Born in Israel (1961), Yoram Rosner practiced electrical engineering until discovering that he was more interested in people than electrons. He turned his professional life around, running a well-known user experience design agency while writing novellas and novels. Weltmeister is his first published work.

Title: Weltmeister

Novel

Publisher: Kinneret, Zmorah-Bitan, Dvir

Year: 2023

382 pp.

 

Translation rights: World

Translations: Partial English translation in progress

Climate change sparks a catastrophic heat wave in Israel, fostering political and social unrest in numerous cut-off towns. 

Fires engulf the small town where young professor Dan Gidron lives with his wife, Eleanor. Dan is a stern man of few words, the son of a war hero (or, as some would say, war criminal), and Eleanor is a sharp-witted TV personality.  Trapped with them in the same house is Dan’s assistant, a gentle young man who is hopelessly in love with Eleanor.

As flames approach the town’s houses, the terrified residents split into two camps: those who demand to be evacuated and those who are determined to stay. Dan hopes to unite everyone under his leadership but is challenged by a charismatic and violent resident. This thug humiliates him in public and takes over the town with the aggression, divisiveness, and incitement that only utter chaos can cause.

Dan’s facade of masculinity cracks when confronted with this blatant cruelty, while his indecisive assistant gets the chance to be a hero in his own right.

Critical Praise

 

In his debut novel, Yoram Rosner succeeds in describing the protagonists' sense of helplessness, the collapse of the social order, the point when the intense heat outside starts to seep in - and leads to a complete fusion between reality and delusion.

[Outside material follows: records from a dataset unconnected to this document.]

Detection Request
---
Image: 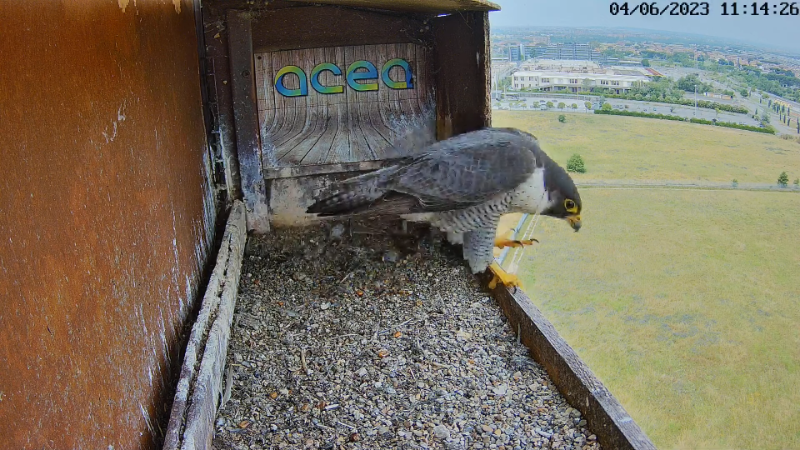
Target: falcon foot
[489,262,522,289]
[494,238,539,248]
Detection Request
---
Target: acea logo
[275,58,414,97]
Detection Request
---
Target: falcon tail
[306,187,383,216]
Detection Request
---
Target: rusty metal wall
[0,0,215,450]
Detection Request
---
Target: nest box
[209,0,499,232]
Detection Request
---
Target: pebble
[433,425,450,441]
[212,223,600,450]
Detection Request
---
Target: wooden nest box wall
[209,0,499,233]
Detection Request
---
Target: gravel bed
[213,223,600,450]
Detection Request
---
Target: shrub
[567,153,586,173]
[778,172,789,187]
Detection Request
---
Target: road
[492,96,758,126]
[655,67,800,135]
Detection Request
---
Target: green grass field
[492,111,800,183]
[494,112,800,449]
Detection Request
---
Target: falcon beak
[567,214,581,232]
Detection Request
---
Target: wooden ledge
[480,271,656,450]
[163,200,247,450]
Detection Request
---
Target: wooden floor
[255,44,436,168]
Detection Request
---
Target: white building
[511,68,650,94]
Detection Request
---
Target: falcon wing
[386,128,537,211]
[306,128,542,216]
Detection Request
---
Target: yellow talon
[494,238,539,248]
[489,262,522,289]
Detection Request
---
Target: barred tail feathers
[306,185,384,216]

And as the temperatures rise, the writing itself becomes wild, sometimes grotesque... Through these three representations of masculinity raise a discussion on the question of "toxic masculinity" and the toll it takes, both on the environment and on the men themselves... This is a mature and powerful book, which combines concrete descriptions with episodes of stream of consciousness and a unique use of language. The intense emotional impression it leaves, and the dilemmas it raises, are expected to accompany the readers for a long time.

Eyal Hayut-Mann, Israel Hayom

Rosner's novel is on fire, and the reader, mesmerized by the fire, unwittingly gets closer to it with every page he turns in this exciting book.

From the back cover: Oded Volkstein

Like a self-fulfilling prophecy, Yoram Rosner describes in an original and surprising new novel how a calm situation transforms in an instant and burns everything, and how out of a heated climate arise tyrannical leaders... The climate change is present in the book. Everyone sweats all the time, and the air conditioners and fans don't always help. In such an extreme situation, extreme phenomena also develop...Another central theme in Rosner's novel is masculinity. There are three types of masculinity here: on one end of the scale the bookish student Asaf, out of a job and single; at the other end the emotionally disabled,  serious professor, while the one who breaks the scale is the masculine and violent Stud. Only towards the end of the novel is it possible to understand who the “real” man actually is.